Monday, 20 April 2026

Cuts and Invariance — 3 Relativity without frames

Relativity is usually introduced through a simple idea:

  • different observers,
  • in different states of motion,
  • describe the same situation differently.

From this, a structure is built:

  • frames of reference,
  • transformations between them,
  • and invariants that remain unchanged.

But this formulation depends on assumptions that are no longer available.

There are:

  • no observers as primitive subjects,
  • no motion as traversal,
  • no time as an ordering parameter,
  • and no frames as pre-given structures.

So the question must be restated:

what remains of relativity when frames are removed?


1. What a frame was doing

A frame is usually taken to provide:

  • a coordinate system,
  • a stable perspective,
  • and a basis for measurement.

But more fundamentally, a frame does something else:

it stabilises a way of cutting relational structure such that comparisons become possible.

So what appears as:

  • “an observer’s perspective”

is, more precisely:

a particular stabilisation of constraint under a cut.


2. Removing the frame

If frames are removed as primitives, what remains are:

  • multiple cuts,
  • each producing a different instantiation,
  • each stabilising different aspects of the same constraint structure.

These cuts:

  • need not align,
  • need not produce identical orderings,
  • and need not support direct comparison.

So variation is not:

between observers

but:

between different stabilisations of constraint.


3. The real problem of relativity

Relativity is not fundamentally about motion.

It is about:

how different, non-identical cuts of the same constraint structure can still be mutually coherent.

This is a stricter requirement than it first appears.

Because once cuts diverge:

  • ordering may differ,
  • segmentation may differ,
  • and what counts as a “relation” may shift.

Yet coherence must be maintained.


4. Transformation reconsidered

In the usual formulation, transformation means:

  • converting coordinates from one frame to another.

But without frames, this becomes:

the requirement that different cuts remain compatible as instantiations of the same constraint structure.

So transformation is not:

  • a mapping of values,

but:

a consistency condition across distinct stabilisations.


5. Why motion appears

At this point, the familiar interpretation begins to reassert itself.

When two cuts differ systematically, we are tempted to say:

  • one is moving relative to the other,
  • time passes differently,
  • distances contract.

But these are interpretations.

What is actually present is:

structured incompatibility in how relations are stabilised.

Motion is introduced only when we:

  • impose traversal,
  • assume temporal order,
  • and read difference as change.

6. The loss of simultaneity

One of the central results of relativity is:

simultaneity is not absolute.

But this can now be restated more precisely.

Simultaneity depends on:

  • a stable ordering across instantiations.

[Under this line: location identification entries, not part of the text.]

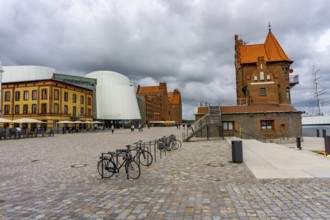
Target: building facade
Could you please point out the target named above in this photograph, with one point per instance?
(161, 105)
(263, 84)
(49, 100)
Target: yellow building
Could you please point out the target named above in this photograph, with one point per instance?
(47, 100)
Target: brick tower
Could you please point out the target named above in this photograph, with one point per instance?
(262, 72)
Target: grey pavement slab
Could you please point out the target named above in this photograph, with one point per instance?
(199, 181)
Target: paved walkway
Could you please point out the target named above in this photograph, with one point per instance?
(199, 181)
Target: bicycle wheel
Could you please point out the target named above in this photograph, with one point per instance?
(108, 168)
(133, 169)
(145, 158)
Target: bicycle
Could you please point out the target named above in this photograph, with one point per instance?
(109, 164)
(142, 155)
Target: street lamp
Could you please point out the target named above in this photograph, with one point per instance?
(1, 71)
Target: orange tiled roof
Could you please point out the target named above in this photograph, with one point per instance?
(174, 98)
(148, 89)
(257, 108)
(271, 50)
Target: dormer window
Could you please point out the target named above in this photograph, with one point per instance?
(262, 76)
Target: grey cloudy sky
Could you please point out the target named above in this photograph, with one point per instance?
(187, 43)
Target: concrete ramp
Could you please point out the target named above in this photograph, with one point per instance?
(268, 160)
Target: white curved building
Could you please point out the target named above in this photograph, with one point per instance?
(115, 96)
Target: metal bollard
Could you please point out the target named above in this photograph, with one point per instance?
(299, 143)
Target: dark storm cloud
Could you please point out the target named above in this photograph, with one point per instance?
(188, 44)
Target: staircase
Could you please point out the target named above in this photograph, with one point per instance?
(209, 123)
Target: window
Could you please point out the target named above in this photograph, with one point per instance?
(7, 109)
(34, 108)
(267, 125)
(82, 99)
(34, 95)
(74, 98)
(16, 109)
(66, 96)
(43, 108)
(262, 76)
(25, 109)
(228, 125)
(286, 72)
(26, 95)
(17, 95)
(65, 109)
(288, 93)
(262, 91)
(56, 108)
(44, 94)
(7, 96)
(56, 94)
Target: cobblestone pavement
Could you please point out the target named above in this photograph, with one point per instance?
(199, 181)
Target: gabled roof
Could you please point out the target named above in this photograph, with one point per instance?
(174, 98)
(148, 89)
(271, 50)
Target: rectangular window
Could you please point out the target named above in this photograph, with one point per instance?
(44, 94)
(7, 109)
(74, 110)
(56, 94)
(43, 108)
(34, 108)
(65, 109)
(262, 91)
(66, 97)
(7, 96)
(25, 109)
(267, 125)
(26, 95)
(16, 109)
(34, 95)
(17, 95)
(228, 125)
(82, 99)
(56, 108)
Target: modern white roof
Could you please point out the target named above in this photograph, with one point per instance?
(115, 96)
(26, 73)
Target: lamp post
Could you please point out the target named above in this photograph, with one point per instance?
(1, 71)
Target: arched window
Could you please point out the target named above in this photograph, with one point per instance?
(288, 93)
(262, 75)
(262, 91)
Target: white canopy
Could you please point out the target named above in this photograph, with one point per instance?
(27, 120)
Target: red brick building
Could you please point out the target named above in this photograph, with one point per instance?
(264, 109)
(161, 105)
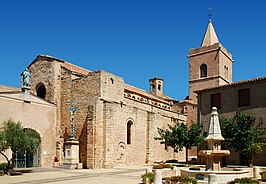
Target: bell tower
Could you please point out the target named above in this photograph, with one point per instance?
(210, 65)
(156, 86)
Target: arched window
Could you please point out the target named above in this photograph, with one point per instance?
(159, 87)
(153, 88)
(203, 70)
(41, 91)
(129, 131)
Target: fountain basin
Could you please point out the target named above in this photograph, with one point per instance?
(222, 176)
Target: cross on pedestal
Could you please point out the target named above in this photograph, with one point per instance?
(210, 14)
(72, 111)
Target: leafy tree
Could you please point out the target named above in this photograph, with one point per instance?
(180, 136)
(15, 137)
(240, 133)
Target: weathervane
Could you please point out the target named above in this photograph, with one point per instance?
(210, 14)
(72, 112)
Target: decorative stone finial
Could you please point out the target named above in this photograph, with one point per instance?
(214, 132)
(25, 78)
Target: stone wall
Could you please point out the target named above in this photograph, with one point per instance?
(38, 115)
(105, 109)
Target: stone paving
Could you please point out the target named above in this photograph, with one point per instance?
(120, 175)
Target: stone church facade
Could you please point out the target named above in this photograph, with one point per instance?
(116, 123)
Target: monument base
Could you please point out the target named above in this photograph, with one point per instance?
(71, 153)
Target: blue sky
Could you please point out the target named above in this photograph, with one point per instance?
(134, 39)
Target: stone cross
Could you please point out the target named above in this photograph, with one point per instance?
(25, 77)
(210, 14)
(72, 111)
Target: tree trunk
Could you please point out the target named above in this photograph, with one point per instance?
(245, 159)
(186, 155)
(6, 170)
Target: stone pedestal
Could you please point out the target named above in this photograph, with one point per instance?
(158, 177)
(212, 179)
(71, 152)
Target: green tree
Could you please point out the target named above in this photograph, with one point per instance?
(180, 136)
(241, 134)
(15, 137)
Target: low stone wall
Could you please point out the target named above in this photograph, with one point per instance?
(222, 176)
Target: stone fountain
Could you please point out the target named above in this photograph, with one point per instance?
(214, 172)
(214, 154)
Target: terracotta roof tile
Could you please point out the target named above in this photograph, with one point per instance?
(76, 69)
(237, 83)
(146, 94)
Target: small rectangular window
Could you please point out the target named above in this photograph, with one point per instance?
(244, 97)
(216, 100)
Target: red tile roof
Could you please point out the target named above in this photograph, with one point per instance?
(143, 93)
(76, 69)
(237, 83)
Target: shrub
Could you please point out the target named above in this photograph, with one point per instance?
(161, 166)
(180, 179)
(263, 175)
(56, 159)
(3, 166)
(149, 176)
(243, 181)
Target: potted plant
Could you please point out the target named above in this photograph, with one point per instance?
(56, 162)
(263, 175)
(148, 178)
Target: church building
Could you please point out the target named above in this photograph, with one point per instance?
(115, 123)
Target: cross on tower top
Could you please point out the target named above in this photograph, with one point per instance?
(210, 14)
(72, 111)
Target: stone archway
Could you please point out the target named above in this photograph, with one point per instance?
(24, 159)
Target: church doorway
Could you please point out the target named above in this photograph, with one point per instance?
(25, 159)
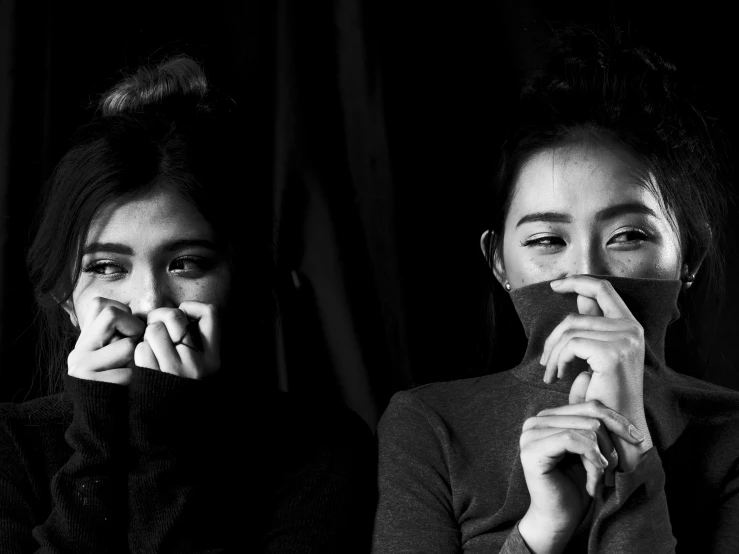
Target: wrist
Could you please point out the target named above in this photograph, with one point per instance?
(542, 535)
(629, 455)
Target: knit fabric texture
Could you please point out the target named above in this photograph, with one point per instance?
(450, 477)
(174, 465)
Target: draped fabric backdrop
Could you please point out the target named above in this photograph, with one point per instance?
(375, 123)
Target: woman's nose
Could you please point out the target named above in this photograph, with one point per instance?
(148, 294)
(589, 260)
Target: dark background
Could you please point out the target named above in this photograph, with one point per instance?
(375, 123)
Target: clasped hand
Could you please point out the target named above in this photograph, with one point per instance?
(569, 452)
(112, 340)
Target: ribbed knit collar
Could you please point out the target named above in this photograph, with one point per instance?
(653, 302)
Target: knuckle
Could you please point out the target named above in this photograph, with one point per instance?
(605, 286)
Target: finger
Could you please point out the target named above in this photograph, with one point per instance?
(143, 356)
(110, 322)
(206, 316)
(555, 446)
(614, 422)
(161, 345)
(536, 428)
(175, 321)
(117, 376)
(575, 322)
(601, 355)
(113, 356)
(595, 476)
(599, 290)
(588, 306)
(191, 365)
(579, 388)
(557, 363)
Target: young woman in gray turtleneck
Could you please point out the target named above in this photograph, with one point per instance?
(608, 207)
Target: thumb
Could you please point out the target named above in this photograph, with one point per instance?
(588, 306)
(580, 387)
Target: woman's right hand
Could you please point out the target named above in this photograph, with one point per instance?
(105, 348)
(561, 486)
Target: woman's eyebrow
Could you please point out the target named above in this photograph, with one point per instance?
(606, 213)
(549, 217)
(190, 243)
(626, 208)
(111, 247)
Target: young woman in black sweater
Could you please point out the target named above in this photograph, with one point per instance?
(151, 266)
(608, 203)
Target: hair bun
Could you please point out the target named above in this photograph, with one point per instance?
(176, 87)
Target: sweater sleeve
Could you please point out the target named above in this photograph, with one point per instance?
(88, 492)
(415, 512)
(633, 515)
(171, 422)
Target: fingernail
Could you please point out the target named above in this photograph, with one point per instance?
(634, 432)
(609, 479)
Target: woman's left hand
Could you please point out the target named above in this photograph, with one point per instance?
(607, 336)
(169, 344)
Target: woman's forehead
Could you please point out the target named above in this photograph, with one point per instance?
(159, 214)
(581, 179)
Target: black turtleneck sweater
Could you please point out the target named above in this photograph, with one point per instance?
(450, 476)
(175, 465)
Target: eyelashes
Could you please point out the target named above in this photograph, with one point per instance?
(184, 265)
(626, 237)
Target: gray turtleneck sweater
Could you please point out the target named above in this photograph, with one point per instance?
(450, 476)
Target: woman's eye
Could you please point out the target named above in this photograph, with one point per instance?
(547, 241)
(189, 263)
(104, 268)
(630, 236)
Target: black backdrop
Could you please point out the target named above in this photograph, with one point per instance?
(374, 124)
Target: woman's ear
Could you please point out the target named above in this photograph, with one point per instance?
(69, 308)
(688, 273)
(487, 240)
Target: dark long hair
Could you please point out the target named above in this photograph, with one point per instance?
(588, 83)
(160, 124)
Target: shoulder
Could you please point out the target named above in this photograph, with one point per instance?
(452, 406)
(40, 411)
(449, 396)
(33, 432)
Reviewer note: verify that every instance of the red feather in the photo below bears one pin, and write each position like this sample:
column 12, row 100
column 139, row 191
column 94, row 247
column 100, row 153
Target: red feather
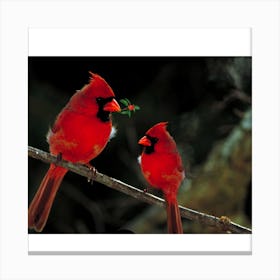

When cuts differ, that ordering cannot be uniquely maintained.

So what fails is not:

  • “simultaneity in time,”

but:

the possibility of a single, globally stable ordering across all cuts.


7. What remains invariant

Despite this instability, something persists.

Not:

  • time intervals,
  • spatial distances,
  • or velocities,

but:

the constraint relations that survive across all admissible cuts.

These define:

  • what can be consistently stabilised,
  • what cannot be altered without contradiction,
  • and what structures are preserved under re-construal.

8. Relativity without motion

We can now state the central shift:

Relativity is not about:

  • objects moving through space over time,

but about:

the non-uniqueness of stable relational decomposition under constraint.

Different cuts produce:

  • different decompositions,
  • different orderings,
  • different apparent structures.

Relativity is the requirement that:

these differences do not destroy coherence.


9. The role of limits

Within this framework, limits become unavoidable.

There are constraint relations that:

  • cannot be exceeded,
  • cannot be reconfigured,
  • and must hold across all cuts.

These are not empirical accidents.

They are:

conditions of possibility for mutual coherence.

This is where the notion of an invariant limit—traditionally expressed as the speed of light—re-enters.


10. Transition

We are now in a position to understand why certain relations appear as absolute limits.

Not because something travels at a fixed rate.

But because:

beyond a certain point, relational structure cannot be stabilised consistently across cuts.

The next step is to examine that limit directly.

Not as motion.

Not as speed.

But as:

a constraint on how spatial differentiation itself can be maintained.

This is where light returns—not as a moving entity, but as the clearest expression of that constraint.